I tossed him the key, and he caught it. He stared at it, then at me, and back down to the key.

“What is this?” He asked.

“A key.”

He sighed, exasperated.

“I can see that, but…”

“To my place.”

His mouth fell open as he looked at it again and then back to me. “Nolan, I-”

“I looked at the schedule, and if we waited for days off to align, there would be a week in October for the last international break.” I walked toward him. I loved how his face changed the closer I got from concern to need in just a few seconds. When I was close enough, he slid his arms around my neck.

“This way, you can come up when you have time off, and we can at least spend the night together.”

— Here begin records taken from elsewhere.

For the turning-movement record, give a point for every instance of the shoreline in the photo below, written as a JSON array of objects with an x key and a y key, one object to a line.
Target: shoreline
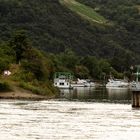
[{"x": 24, "y": 95}]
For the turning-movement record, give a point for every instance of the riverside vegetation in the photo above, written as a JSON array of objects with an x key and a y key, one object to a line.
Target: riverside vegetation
[{"x": 38, "y": 38}]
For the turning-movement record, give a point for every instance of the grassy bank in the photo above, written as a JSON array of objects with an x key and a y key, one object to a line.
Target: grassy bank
[{"x": 83, "y": 10}]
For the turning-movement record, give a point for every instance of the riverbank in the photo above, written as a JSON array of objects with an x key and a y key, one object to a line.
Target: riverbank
[{"x": 20, "y": 93}]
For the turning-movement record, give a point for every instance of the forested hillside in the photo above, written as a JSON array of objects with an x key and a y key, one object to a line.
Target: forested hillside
[{"x": 53, "y": 27}]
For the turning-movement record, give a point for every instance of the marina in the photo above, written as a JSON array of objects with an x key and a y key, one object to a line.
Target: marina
[{"x": 82, "y": 113}]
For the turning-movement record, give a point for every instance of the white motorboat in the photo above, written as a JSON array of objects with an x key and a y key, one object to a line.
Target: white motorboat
[
  {"x": 62, "y": 80},
  {"x": 117, "y": 83},
  {"x": 82, "y": 83}
]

“You really want to do that?”

“You really want to wait for a week in October?”

“Fuck no,” he murmured.

“Good.”

Less than twenty-four hours later, another delivery person knocked on my door. This time, he had a small box I had to sign for.

When I opened it, a key was nestled in white tissue.

And just like that, we had at least one night a week together. Sometimes two.


Ma wanted an update, so I was resigned to spending an afternoon being badgered and prodded until she got the answers that satisfied her. I was deeply resentful that I had agreed to this because it was on a night Holden could have come up. But when Ma calls asking for my presence, to Ma’s, I go.

She was on the porch and shouting at a man wearing a short-sleeved white dress shirt buttoned all the way up. The outfit was like waving ‘I’m a fucking prick’ flag.

“It’s just a petition. The people have the right to choose,” he shouted at her. I leaned against my car and watched. Some people mistook my mother for being too grandmotherly.

“Get off my fucking porch, you stupid fucking boy,” she shouted.

“I am not a boy,” he insisted, turning beet red. “I am a man, and you will treat me like it.”

“I’ll treat you however the fuck I like if you ever come back here with that bigoted, misogynistic, homophobic bullshit.”

“This is why our society is crumbling,” he shot back. “It’s bitches like you that think you know everything.”

I cringed. “I wouldn’t have said that,” I called and watched my mother chase him off her porch with the baseball bat I gave her. The bright magenta muumuu waving in the breeze and her yellow Crocs slapping against the ground made for an almost unbelievable scene.